Towering Achievement

The funk-soul brothers of Tower of Power celebrate 40 years with reunions and a reboot

By Steve Palopoli


IT'S NOT simple luck that Tower of Power is celebrating 40 years as a band. It's more like a freakin' miracle.

Back in the 1970s, the band was riding high. Having formed just a couple of years after songwriter and tenor sax Emilio Castillo moved to Fremont from Detroit, they were suddenly making records for Bill Graham and charting Billboard hits like "So Very Hard to Go" and "What Is Hip?" They were becoming famous for their tight, creatively arranged horn section, and for their marathon live shows in the Bay Area and on the road.

And they were overdosing on the rock & roll lifestyle.

"We were going to get sober, or die," says Castillo.

Obviously, he made the right choice, and his band mates followed.
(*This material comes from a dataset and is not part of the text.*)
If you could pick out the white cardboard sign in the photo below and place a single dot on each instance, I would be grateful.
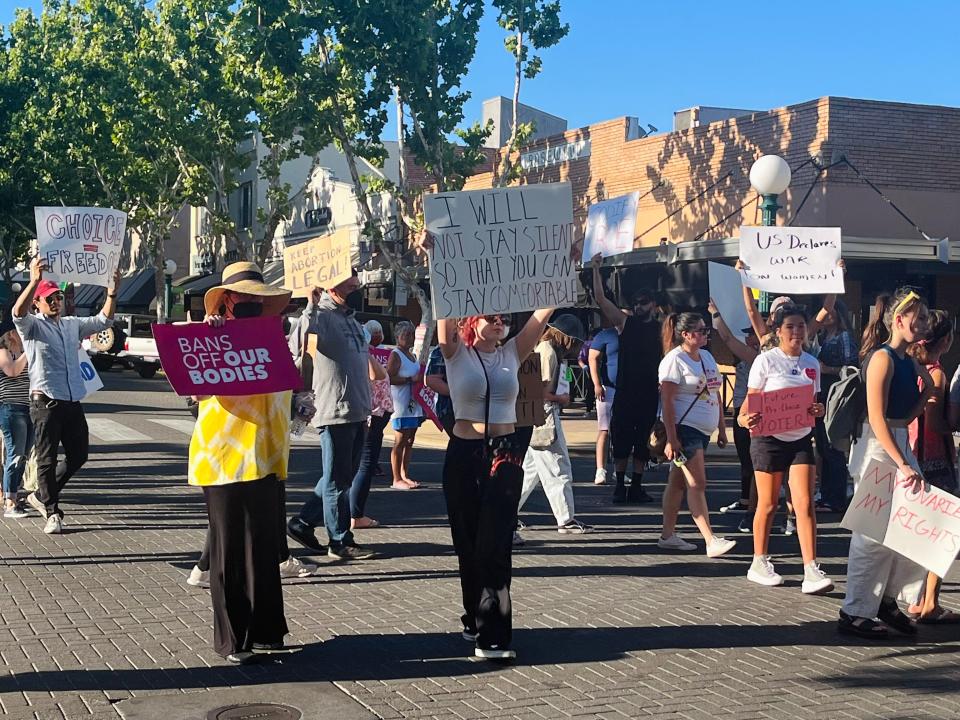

It was 20 years ago that Castillo got sober, and after four decades he is still the leader of the iconic funk and soul ensemble, which plays Saturday, Jan. 10, at the Fox Theatre in Redwood City.

Could it be a coincidence that 20 years ago is also when many of the band's former members—and there have been dozens—began returning to the fold? Not a chance. Take early drummer David Garibaldi, who quit the band four times.

"I never thought David would ever come back to the band, to tell you the truth," Castillo admits. "Each time he left in the first 20 years, it was because we were crazy."

But after cleaning up the band's act, Castillo was persuaded to give him a call. That was 11 years ago, and Garibaldi has been drumming with the band again ever since. When he realized the culture of the band really had changed, and that he could play the music he loved without living in chaos, he told Castillo, "I always believed it could be like this."

Castillo's cleanup job and dedicated outreach program paid off when the 40th anniversary came around late last year. Suddenly everybody wanted to be part of it. "We had all the past members. And all the crew members who have ever worked with the band. We invited everybody," he remembers. "I can't say everyone left on the best of terms, but over the years we've all mended our fences. I'm blessed to say I really have no enemies out of all those guys."

And we know that isn't always how it plays out. "You hear about bands like the Kinks, guys beating on each other," says Castillo by way of comparison.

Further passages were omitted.